Shells: Nature’s Exquisite Creations (Down East Books, Camden, Maine; hardcover; 128 pages; $40), her sixteenth book, has just been published by Down East. Tenneson’s portrait work has appeared on the covers of Time, Newsweek, Esquire, and the New York Times Magazine, her book Wise Women continues to be a bestseller, and her photographs are exhibited in museums around the world. She began working on the shells ten years ago.
The project was a kind of indulgence; it was a contemplative, solitary process, a respite from intense interaction involved with photographing people and running a commercial studio. Tenneson shot thousands of images. She found many of the shells herself; others she photographed at two public collections: the Wentworth Shell Collection at Phillips Academy in Andover, Massachusetts, and the Bailey-Matthews Shell Museum in Sanibel, Florida.
She was drawn to shells because they are magnets for meaning and metaphor. Poseidon blew on a triton; Aphrodite arose from the sea on a shell. Scallops, an attribute of St. James, were carried by pilgrims. Shells have been used as currency; mounted in armatures of precious metals — they have been transmuted into works of human art.
And, Tenneson says, “Shells have beautiful exteriors, but they have an interior life, too. They are houses for mollusks.” It is this idea of an exquisitely wrought shelter that most touches her. Shells are not only beautiful objects — for those mollusks, their tenants — they are necessary places. They are homes.
Three years ago, while she was working on this project, Tenneson decided to sell her apartment in New York and move to Maine year-round. For many years she had taught popular summer courses at the Maine Media Workshops, and her son, who spent his childhood summers with her, had settled nearby in Lincolnville with his wife and children. Maine, she realized, was her anchor, and her liberation. As a child, when she came to Maine for the first time, she recalls: “The minute I saw the sea I was free to be a different person.”
Shells is an homage to the ocean. It is also a meditation on her life now, on what she calls her “interior self”— who she is becoming. The photographs she included in the book resonate with this meditation. At first glance, with their precise and elegant detail, they resemble scientific photographs, but they are about emotion, not information. “I wanted my shells to have my personality,” Tenneson says. “I decided to photograph them because they bring me back to my spirit.”
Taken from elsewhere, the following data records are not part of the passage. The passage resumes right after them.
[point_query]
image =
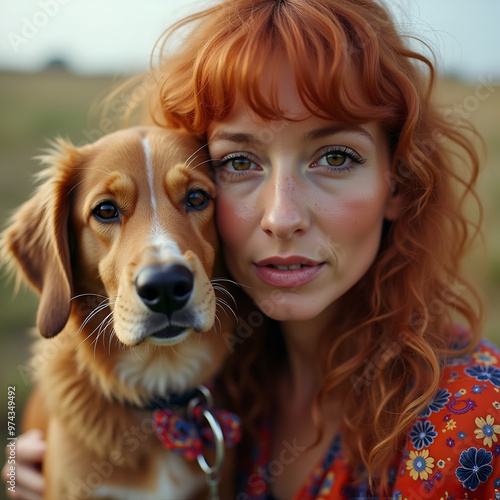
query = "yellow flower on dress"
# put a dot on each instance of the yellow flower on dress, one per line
(487, 430)
(420, 464)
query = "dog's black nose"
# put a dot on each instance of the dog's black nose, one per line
(165, 288)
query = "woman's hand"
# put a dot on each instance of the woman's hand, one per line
(29, 481)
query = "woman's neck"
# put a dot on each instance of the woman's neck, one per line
(301, 339)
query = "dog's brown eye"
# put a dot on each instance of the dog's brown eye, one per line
(197, 199)
(106, 211)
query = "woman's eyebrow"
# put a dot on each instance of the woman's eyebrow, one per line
(322, 132)
(237, 137)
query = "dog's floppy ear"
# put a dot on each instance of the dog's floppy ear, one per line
(36, 241)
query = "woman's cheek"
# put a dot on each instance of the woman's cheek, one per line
(229, 222)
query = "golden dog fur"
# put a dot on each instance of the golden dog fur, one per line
(114, 352)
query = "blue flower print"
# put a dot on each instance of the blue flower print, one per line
(475, 468)
(485, 373)
(422, 434)
(438, 403)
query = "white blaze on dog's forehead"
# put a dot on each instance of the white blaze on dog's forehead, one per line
(163, 244)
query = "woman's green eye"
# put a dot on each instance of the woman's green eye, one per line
(241, 164)
(335, 159)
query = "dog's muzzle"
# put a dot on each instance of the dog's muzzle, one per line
(166, 289)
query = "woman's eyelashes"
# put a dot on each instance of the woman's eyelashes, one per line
(338, 159)
(334, 158)
(236, 162)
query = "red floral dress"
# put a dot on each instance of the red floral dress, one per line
(451, 451)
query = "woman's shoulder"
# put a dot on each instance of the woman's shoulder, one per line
(452, 448)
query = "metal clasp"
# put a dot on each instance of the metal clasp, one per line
(212, 475)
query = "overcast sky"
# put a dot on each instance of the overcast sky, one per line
(117, 36)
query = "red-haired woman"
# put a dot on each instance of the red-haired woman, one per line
(341, 189)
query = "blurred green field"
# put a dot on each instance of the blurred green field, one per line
(36, 107)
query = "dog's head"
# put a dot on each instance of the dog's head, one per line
(127, 222)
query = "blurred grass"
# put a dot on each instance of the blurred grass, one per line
(37, 107)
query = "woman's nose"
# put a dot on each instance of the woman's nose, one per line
(285, 208)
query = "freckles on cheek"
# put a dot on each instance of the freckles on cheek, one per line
(229, 220)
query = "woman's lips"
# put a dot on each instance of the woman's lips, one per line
(287, 272)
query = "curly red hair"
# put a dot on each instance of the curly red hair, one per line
(383, 360)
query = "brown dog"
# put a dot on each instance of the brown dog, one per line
(120, 243)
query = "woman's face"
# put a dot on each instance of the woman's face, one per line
(299, 206)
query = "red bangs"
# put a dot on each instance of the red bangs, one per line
(334, 54)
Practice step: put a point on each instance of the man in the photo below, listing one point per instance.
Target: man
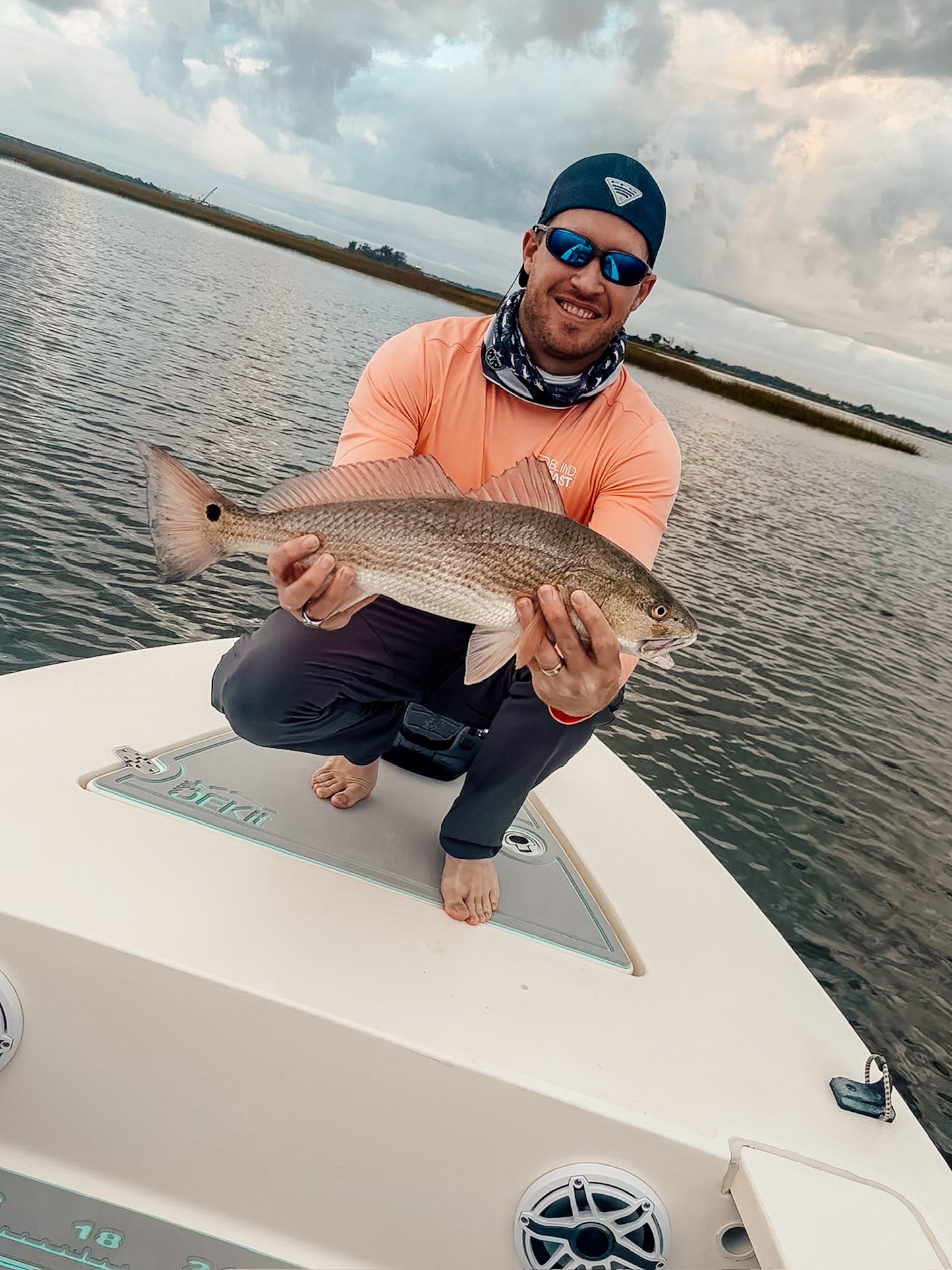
(544, 376)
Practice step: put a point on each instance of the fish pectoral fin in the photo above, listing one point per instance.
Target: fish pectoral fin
(527, 483)
(356, 593)
(416, 476)
(490, 648)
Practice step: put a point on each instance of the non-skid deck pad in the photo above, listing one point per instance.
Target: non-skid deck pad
(391, 838)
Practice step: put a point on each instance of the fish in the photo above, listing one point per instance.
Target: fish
(410, 534)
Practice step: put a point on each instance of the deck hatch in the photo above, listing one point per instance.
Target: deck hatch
(393, 840)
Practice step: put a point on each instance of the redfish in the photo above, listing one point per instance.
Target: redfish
(410, 534)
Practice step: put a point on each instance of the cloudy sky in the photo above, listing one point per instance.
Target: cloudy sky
(804, 146)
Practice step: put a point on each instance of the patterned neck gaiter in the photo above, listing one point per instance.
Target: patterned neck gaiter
(507, 364)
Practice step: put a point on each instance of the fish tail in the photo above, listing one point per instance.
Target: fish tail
(184, 516)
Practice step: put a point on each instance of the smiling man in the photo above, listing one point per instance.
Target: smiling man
(544, 376)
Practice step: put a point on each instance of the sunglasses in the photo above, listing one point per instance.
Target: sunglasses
(571, 248)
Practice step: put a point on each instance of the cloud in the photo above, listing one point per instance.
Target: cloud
(805, 149)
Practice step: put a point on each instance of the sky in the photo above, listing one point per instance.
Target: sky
(804, 146)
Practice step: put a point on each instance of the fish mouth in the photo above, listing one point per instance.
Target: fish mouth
(658, 652)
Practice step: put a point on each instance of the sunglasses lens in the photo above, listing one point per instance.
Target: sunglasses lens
(571, 248)
(627, 271)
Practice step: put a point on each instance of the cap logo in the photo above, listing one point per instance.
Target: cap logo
(621, 191)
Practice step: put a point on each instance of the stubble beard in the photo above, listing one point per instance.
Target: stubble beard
(537, 326)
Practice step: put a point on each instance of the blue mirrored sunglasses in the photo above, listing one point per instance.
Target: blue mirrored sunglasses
(571, 248)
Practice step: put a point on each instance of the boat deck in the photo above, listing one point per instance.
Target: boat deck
(266, 1045)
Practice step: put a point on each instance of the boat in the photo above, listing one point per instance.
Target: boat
(238, 1030)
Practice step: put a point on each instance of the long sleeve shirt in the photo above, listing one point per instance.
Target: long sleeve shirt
(613, 456)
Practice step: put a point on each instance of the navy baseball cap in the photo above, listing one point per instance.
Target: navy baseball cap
(615, 185)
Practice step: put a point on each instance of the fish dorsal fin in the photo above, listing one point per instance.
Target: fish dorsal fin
(418, 476)
(528, 483)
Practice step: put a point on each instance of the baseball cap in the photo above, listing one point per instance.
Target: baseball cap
(615, 185)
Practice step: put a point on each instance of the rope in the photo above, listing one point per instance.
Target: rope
(887, 1114)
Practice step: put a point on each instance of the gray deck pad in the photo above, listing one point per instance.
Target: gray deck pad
(393, 838)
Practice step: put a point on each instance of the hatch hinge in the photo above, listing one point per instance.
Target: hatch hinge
(132, 759)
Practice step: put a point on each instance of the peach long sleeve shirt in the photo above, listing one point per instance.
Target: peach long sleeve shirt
(615, 457)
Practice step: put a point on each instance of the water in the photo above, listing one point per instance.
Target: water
(806, 738)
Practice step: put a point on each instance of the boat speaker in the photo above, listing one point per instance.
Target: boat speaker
(590, 1217)
(11, 1022)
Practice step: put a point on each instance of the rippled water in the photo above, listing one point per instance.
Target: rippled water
(808, 737)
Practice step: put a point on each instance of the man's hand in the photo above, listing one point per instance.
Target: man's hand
(590, 678)
(320, 587)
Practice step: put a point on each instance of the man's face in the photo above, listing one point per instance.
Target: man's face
(571, 315)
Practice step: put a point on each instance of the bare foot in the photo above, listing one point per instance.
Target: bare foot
(345, 782)
(470, 889)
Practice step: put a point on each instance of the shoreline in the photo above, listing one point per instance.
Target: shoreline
(735, 389)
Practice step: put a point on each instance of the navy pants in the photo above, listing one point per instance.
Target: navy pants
(345, 693)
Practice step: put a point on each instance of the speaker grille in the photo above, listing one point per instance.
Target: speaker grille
(590, 1217)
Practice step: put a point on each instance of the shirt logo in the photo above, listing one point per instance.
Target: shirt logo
(621, 191)
(563, 474)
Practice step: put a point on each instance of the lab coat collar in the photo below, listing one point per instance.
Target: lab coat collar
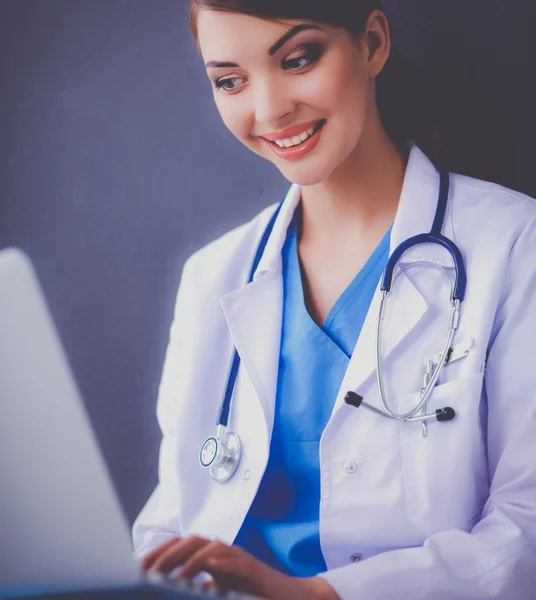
(417, 208)
(271, 258)
(254, 311)
(415, 215)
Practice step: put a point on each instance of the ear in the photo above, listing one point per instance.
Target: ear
(377, 42)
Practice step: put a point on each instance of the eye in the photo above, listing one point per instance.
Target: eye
(303, 57)
(228, 84)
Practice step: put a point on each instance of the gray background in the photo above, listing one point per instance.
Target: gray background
(114, 167)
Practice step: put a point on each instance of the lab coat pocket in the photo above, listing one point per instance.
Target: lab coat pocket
(446, 475)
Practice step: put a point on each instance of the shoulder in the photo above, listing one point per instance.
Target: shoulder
(490, 202)
(490, 213)
(225, 262)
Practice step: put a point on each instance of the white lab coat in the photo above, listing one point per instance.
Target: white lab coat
(449, 516)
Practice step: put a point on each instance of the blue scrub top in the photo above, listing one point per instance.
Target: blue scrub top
(282, 526)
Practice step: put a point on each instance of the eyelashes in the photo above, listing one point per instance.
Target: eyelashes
(309, 55)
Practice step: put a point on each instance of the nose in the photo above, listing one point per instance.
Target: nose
(273, 102)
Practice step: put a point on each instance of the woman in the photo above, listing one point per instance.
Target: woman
(331, 499)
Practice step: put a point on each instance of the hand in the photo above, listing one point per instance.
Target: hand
(233, 569)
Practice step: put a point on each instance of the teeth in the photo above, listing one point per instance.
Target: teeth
(296, 140)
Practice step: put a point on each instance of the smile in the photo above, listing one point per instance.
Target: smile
(297, 145)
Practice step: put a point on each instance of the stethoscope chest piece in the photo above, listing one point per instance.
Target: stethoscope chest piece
(221, 454)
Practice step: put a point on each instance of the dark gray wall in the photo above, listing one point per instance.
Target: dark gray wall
(114, 167)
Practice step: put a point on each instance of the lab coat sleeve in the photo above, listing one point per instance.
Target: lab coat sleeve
(497, 559)
(159, 521)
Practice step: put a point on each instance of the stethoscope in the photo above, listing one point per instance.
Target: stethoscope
(221, 453)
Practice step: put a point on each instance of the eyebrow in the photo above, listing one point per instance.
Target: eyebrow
(273, 49)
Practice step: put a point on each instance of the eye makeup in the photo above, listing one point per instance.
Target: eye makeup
(309, 54)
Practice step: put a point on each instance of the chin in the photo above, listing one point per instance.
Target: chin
(305, 176)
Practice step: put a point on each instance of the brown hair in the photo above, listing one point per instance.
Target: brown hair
(408, 107)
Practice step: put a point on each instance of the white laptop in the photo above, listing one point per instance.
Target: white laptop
(61, 525)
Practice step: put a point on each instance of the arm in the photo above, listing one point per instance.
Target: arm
(159, 521)
(497, 559)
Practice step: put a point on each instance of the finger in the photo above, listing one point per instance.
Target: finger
(178, 553)
(199, 561)
(150, 558)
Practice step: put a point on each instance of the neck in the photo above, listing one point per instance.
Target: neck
(360, 196)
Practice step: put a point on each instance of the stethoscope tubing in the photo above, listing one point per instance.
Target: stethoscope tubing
(227, 447)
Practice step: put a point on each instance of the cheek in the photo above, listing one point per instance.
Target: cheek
(238, 120)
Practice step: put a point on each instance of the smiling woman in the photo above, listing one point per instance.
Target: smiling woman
(311, 495)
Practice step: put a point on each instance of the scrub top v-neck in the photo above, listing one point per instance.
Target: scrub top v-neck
(282, 525)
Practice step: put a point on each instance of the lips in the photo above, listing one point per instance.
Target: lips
(290, 132)
(297, 151)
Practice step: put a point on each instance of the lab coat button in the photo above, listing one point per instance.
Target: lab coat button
(350, 466)
(357, 557)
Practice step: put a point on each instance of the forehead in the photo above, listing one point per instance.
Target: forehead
(229, 36)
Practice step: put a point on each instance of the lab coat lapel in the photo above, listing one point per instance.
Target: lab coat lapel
(407, 307)
(254, 313)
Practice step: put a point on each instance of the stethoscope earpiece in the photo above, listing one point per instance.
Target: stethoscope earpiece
(221, 454)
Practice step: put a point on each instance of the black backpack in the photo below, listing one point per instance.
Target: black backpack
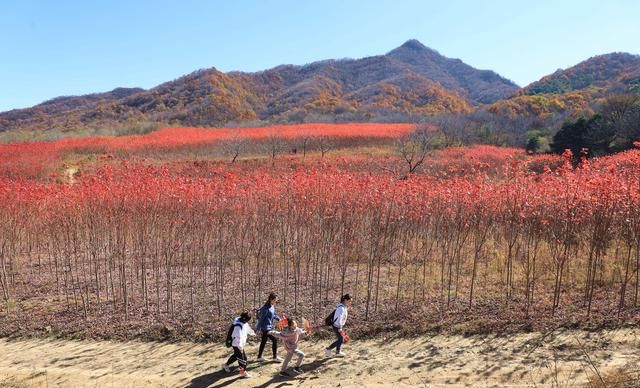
(329, 319)
(229, 340)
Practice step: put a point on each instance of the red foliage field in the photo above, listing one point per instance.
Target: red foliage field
(31, 159)
(482, 238)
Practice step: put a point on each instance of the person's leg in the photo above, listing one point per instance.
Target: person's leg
(234, 356)
(287, 358)
(263, 341)
(300, 357)
(338, 342)
(242, 359)
(274, 346)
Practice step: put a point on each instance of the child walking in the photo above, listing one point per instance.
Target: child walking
(241, 330)
(290, 337)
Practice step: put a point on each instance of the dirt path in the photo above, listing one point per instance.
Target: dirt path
(440, 360)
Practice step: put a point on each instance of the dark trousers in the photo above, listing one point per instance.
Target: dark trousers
(263, 341)
(339, 340)
(240, 356)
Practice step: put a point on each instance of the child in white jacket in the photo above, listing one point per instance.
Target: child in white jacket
(339, 320)
(239, 339)
(290, 337)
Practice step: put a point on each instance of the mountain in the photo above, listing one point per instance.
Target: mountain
(576, 90)
(411, 79)
(606, 72)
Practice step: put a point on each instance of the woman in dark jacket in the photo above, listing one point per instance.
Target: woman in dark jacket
(266, 316)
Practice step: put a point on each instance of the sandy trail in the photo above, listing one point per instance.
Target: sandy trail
(432, 360)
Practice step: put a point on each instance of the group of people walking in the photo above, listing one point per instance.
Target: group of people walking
(290, 336)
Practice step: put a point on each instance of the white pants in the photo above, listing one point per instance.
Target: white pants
(288, 357)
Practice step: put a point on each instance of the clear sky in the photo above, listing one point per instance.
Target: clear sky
(66, 47)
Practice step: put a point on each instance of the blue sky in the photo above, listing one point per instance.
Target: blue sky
(68, 47)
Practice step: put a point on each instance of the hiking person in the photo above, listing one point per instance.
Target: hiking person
(239, 331)
(266, 316)
(290, 337)
(337, 324)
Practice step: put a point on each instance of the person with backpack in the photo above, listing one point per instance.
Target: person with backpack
(237, 338)
(266, 316)
(290, 337)
(337, 319)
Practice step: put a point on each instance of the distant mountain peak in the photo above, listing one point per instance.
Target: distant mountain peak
(414, 44)
(412, 79)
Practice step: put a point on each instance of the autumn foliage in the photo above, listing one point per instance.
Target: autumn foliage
(484, 235)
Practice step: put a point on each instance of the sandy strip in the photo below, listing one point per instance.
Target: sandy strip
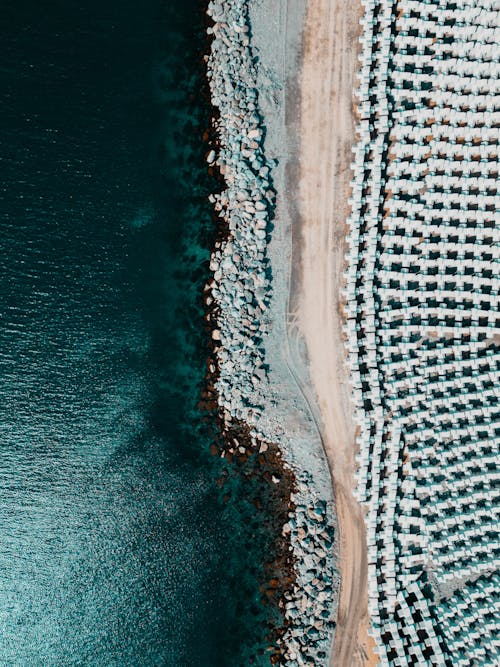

Lyrical and intimate, these images have an immediate impact. And while many of them are spiritual, they are very sexy, too. With its smooth, luminous curve, the lip of a volute is as pink and sensuous as flesh. A nautilus and a cowrie are undressed, photographed in cross section to reveal their delicate structure.
A technical virtuoso, Tenneson sometimes manipulates the focus, keeping the center of the image sharp and blurring the margins, so that the flanges of a pendant murex wave like tendrils of pink seaweed or filmy lace. She makes allusions: an abalone spins in black space like a mottled green planet, and many shells open into wings, a symbol she returns to again and again in portrait images.
She has grouped shells together, not for any taxonomic similarity, but because the juxtaposition appeals to her. Tenneson turns to images of nestled shells, two nautiluses, a triton and a tulip, and she says, smiling: “They’re like little families.”
Many of the backgrounds are black, but over the last two years Tenneson has been experimenting with gold. “I did those photographs outside, on a backdrop I painted myself. It’s what I used to do when I began.” The gold, burnished like the ground of Byzantine icons, gives the images a mystical, sacred presence.
In Tenneson’s living room, the shells seem piled into informal altars. The house perches at the head of Rockport Harbor, and big windows look south over the water. In the morning, the skins of the shells collect the light reflected off the bay. Tenneson is at a stage in her own life when she is reflecting, too. In one of the most beautiful images in her new book, two circular, translucent white jingle shells intersect. The oval formed where they overlap is slightly more opaque. It seems like a looping symbol for infinity, or like a cell dividing into life.